Reopening wounds that never really healed right.

“The scars, you know. You’ve seen them.”

“They did that to you?” His nostrils flare.

“When I was younger, yeah. She had these really long nails she’d file to a point and when she was mad she’d kinda…grab me. And dig in.”

“By your neck?” He’s horrified. “She choked you?”

I sort of gloss past that. He gets the picture, anyway. “And she dated this one guy who like, put his cigarettes out on me and shit. He didn’t last too long, but long enough to do some damage.”

“Oh, Ash.”

I want to tell him to stop. That he doesn’t need to pity me for this, that it simply is what it is.

I reach for my orange juice again and sip, and it’s enough to compose myself again.

“Kinda came to a head one night when her boyfriend of the month made a pass at me. I’d just turned seventeen.
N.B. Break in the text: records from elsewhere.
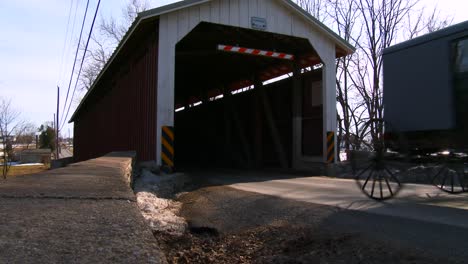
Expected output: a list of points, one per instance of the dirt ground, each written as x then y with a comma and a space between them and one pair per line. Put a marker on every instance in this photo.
232, 226
26, 170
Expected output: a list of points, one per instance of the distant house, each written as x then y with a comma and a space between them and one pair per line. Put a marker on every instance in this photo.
35, 156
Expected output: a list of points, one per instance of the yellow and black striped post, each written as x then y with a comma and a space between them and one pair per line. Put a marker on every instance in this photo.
330, 147
167, 149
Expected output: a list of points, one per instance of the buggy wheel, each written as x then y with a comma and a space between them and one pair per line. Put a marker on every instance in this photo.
451, 175
379, 161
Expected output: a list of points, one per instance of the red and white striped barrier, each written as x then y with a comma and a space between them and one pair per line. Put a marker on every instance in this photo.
265, 53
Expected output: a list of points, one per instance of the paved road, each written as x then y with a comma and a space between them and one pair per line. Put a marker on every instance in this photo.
415, 201
84, 213
420, 217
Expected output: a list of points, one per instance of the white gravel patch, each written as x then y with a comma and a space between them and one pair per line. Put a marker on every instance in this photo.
160, 213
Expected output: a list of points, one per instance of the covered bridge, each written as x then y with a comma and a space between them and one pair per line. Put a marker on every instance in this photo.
195, 83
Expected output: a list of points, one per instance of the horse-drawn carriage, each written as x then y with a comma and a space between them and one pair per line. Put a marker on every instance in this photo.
425, 119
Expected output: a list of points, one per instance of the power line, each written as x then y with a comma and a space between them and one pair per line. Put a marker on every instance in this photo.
81, 66
70, 41
76, 56
65, 41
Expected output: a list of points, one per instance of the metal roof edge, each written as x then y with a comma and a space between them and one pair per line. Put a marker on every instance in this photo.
155, 12
441, 33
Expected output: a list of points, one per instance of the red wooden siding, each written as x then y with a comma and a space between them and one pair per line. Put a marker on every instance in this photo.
120, 113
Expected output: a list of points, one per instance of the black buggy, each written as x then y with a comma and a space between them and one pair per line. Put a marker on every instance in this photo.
425, 119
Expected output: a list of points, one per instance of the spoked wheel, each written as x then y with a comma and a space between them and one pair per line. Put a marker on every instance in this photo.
451, 175
379, 161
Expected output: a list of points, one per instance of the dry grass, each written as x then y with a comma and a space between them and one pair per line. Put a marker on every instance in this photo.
25, 170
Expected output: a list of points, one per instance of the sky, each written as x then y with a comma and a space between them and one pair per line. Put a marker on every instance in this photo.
36, 56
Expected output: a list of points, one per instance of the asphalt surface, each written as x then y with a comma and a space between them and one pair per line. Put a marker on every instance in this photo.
421, 218
84, 213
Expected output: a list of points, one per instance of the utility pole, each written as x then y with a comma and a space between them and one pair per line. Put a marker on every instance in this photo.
57, 145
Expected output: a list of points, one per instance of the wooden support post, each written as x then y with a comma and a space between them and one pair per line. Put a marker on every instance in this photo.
239, 127
258, 118
272, 125
296, 116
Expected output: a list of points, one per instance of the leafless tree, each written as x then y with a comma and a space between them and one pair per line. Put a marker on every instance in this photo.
26, 135
371, 26
10, 124
105, 40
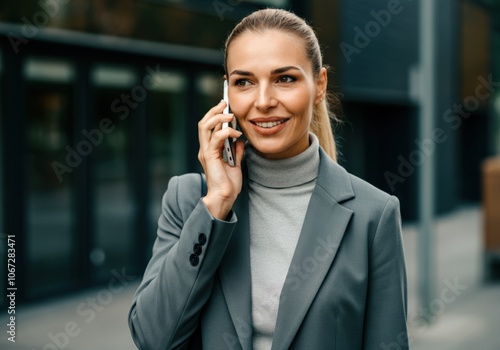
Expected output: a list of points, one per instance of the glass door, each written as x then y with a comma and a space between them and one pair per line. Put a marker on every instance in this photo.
49, 162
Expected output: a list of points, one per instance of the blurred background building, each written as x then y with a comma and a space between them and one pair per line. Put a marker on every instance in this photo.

She didn’t believe me when I told her he tried something, then blamed me for enticing him.

So I packed my shit and left. Never looked back. ”

“Holy shit. You haven’t spoken to her since? I mean—she never reached out?”

“Nope,” I say. “I haven’t seen her since I left. Haven’t heard from her, either. I mean, she could be dead for all I know. Sometimes I think about calling her up, but I know it’s pointless.” I shove my thumbnail under the table’s peeling paint. “I don’t know. I guess I don’t care anymore.”